The City Council speaker, Christine C. Quinn, has been a staunch supporter of New York City’s horse-drawn carriage industry, which has come under fierce criticism from animal rights advocates who believe it should be shut down.
But on Tuesday, Ms. Quinn issued a strong rebuke to the industry after the tennis player Martina Navratilova wrote her a letter calling on her to support a ban on the carriages not only to prevent animal cruelty, but also as a matter of protecting gay rights.
In a letter on Monday, Ms. Navratilova described an episode last month on the weekend of the city’s gay pride celebration, caught on video, in which a driver uttered anti-gay and racist slurs at a group of women who were handing out leaflets near a row of horse-drawn carriages.

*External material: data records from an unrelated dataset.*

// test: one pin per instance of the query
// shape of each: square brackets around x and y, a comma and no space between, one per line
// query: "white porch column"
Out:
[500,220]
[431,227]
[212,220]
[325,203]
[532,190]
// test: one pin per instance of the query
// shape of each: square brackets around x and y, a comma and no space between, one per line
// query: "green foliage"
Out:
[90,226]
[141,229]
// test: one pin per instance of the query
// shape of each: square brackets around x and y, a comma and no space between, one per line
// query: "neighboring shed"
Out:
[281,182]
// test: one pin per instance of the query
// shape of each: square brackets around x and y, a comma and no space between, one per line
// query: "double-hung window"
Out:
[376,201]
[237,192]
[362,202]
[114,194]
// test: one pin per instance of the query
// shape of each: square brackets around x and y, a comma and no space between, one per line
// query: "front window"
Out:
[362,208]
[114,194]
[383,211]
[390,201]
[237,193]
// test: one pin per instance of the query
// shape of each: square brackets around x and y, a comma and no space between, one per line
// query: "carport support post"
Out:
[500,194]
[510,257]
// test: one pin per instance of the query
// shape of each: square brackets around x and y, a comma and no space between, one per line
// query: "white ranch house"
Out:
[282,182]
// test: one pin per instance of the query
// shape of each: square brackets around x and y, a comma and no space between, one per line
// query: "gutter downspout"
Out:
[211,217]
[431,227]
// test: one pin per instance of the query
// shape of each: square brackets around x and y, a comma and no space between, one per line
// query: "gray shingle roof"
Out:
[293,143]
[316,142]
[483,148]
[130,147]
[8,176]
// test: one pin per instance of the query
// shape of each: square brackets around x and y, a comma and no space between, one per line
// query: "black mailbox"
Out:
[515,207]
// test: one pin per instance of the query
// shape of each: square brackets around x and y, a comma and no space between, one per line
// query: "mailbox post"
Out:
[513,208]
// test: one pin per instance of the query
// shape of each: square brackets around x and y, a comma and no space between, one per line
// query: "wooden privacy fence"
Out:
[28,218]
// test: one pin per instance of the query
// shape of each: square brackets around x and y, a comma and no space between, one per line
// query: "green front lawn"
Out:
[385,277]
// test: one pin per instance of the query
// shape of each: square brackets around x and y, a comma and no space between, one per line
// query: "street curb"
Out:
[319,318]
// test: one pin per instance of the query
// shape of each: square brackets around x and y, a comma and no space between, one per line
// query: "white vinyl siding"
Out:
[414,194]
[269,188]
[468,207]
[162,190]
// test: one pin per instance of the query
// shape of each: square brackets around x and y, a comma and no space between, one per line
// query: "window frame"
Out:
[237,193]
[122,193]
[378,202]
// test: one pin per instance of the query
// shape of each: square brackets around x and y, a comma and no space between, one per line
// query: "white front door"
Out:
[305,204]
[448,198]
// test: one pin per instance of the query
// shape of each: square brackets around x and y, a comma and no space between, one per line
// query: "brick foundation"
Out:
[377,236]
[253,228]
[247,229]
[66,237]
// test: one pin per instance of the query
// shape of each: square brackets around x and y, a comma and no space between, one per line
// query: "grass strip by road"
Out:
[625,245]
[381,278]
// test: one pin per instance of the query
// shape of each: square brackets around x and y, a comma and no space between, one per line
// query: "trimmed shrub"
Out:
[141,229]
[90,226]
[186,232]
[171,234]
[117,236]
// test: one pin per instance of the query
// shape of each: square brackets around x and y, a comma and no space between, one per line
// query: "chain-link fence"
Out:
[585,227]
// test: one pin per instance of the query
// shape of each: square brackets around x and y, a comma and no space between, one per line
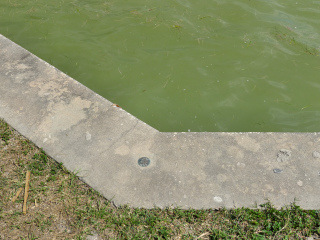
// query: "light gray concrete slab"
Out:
[103,143]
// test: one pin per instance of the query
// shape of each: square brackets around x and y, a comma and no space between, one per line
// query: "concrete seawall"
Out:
[132,163]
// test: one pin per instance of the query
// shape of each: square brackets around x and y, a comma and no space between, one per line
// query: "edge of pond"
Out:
[129,162]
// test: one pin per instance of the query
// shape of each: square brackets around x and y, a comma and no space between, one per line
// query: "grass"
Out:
[60,206]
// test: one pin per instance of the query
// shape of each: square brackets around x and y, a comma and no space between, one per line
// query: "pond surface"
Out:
[182,65]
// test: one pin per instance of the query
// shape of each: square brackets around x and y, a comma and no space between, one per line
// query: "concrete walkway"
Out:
[132,163]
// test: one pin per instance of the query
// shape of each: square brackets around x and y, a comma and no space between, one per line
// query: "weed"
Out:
[63,207]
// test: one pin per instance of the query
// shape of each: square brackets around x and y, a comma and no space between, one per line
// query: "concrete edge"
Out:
[132,163]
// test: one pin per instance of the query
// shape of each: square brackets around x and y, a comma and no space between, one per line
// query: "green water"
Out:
[218,65]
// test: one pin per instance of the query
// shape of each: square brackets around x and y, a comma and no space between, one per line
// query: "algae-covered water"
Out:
[182,65]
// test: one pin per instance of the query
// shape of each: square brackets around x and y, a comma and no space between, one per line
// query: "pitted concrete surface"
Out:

Animal rights advocates have long singled out Ms. Quinn as they lobbied for a ban on horse-drawn carriages, with little success. But Ms. Navratilova faced no such trouble: On Tuesday, Ms. Quinn said the union representing carriage drivers had agreed to immediately require its members to undergo anti-discrimination training. Ms. Quinn said her office would work with the union to find an appropriate gay-rights organization to help put the training in place.
Ms. Navratilova, like Ms. Quinn, is gay. In her letter, which was first published on the Towleroad blog on Tuesday, Ms. Navratilova lamented the “aggressive homophobia exhibited by carriage drivers” and pointed out that a large number of animal rights activists are also gay.
“We share a heightened sense of responsibility in fighting the callous disregard that many have for animal suffering because we have experienced a similar disregard for the cruelty that we ourselves have faced,” she wrote, adding, “As evidenced by the hateful, bigoted carriage driver in the video, everything about this industry is stuck in the 19th century.”
Ms. Quinn, who is a likely, and leading, candidate to run for the Democratic nomination for mayor in 2013, quickly condemned the treatment of the leaf-letters in a sternly worded letter to the carriage drivers’ union, Teamsters Local 553.
“The behavior depicted in this video is reprehensible and unacceptable from anyone, and is especially unbefitting of an industry the City Council has made sure treats its animals humanely,” Ms. Quinn wrote. (Union officials did not return a phone message.)
In a separate letter to Ms. Navratilova, Ms. Quinn reiterated her support for the continued existence of horse-drawn carriages, saying she supported “allowing an industry that generates vital jobs and tourism for our city to continue.” But she thanked Ms. Navratilova for “being such a strong voice for animals and people everywhere” and told her that the union had agreed to put in place the anti-discrimination training.
“We must make sure that this doesn’t ever happen again,” she wrote.